This repulsion could explain how avian CNC cells are guided to their targets in vivo, given that the stereotypical pathways through which they migrate are bordered by cells expressing ephrin-B1 or EphB2. Furthermore, while the paradigm for Eph/ephrin function in directed cell migration is that Eph-expressing migratory cells or outgrowing axons are guided to their targets by receptor-mediated repulsion from ephrin-expressing cells, our results suggest that reverse signaling from Eph to ephrin can also play a role. Thus, Ephs and ephrins can regulate the path finding behavior of migrating avian CNC cells.

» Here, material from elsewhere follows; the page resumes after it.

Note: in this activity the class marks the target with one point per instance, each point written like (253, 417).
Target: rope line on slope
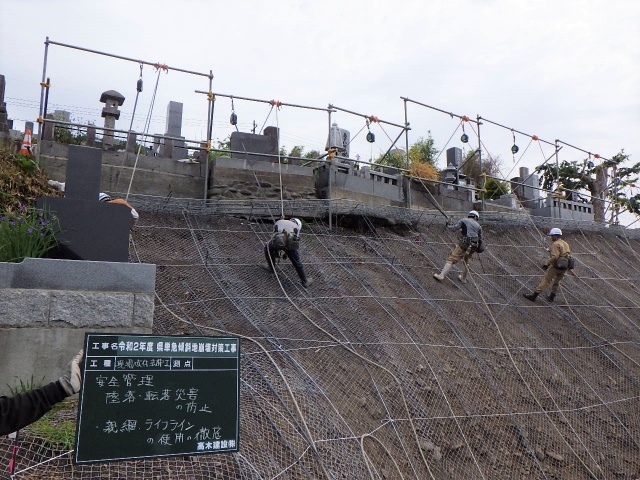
(350, 349)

A remarkable aspect of these studies is the differences that are apparent within the vertebrates in the distribution of hindbrain Ephs and ephrins (Table 1). Although data are incomplete, it is apparent that the combination of Eph receptors and ephrins expressed by the different populations of hindbrain neural crest varies between the classes of vertebrates. Overall, hindbrain neural crest of mice, chickens and frogs express similar subsets of Eph receptors and ephrins, however, few of the receptors or ephrins are expressed by precisely the same populations of neural crest or bordering tissue. The patterns of hindbrain neural crest migration are similar, yet the molecules that are in part responsible for patterning the streams appear to differ. This is particularly striking with the data from mouse and chick with respect to ephrin-B1 and ephrin-B2. In mice ephrin-B1 is expressed by migrating CNC cells and there is direct evidence that it functions as a reverse signaling receptor to regulate CNC path finding [6]. In chicks, ephrin-B1 is expressed by mesoderm cells that border the migratory pathways and it appears to function as a ligand that mediates repulsion of migrating neural crest. Similarly, ephrin-B2 is expressed by all three streams of neural crest cells in chicks, yet in mice ephrin-B2 functions as a ligand and is expressed in tissues bordering neural crest pathways [4]. Ephrin-B1 and ephrin-B2 appear to have evolved opposite roles in guidance of chicken and mouse embryos hindbrain neural crest.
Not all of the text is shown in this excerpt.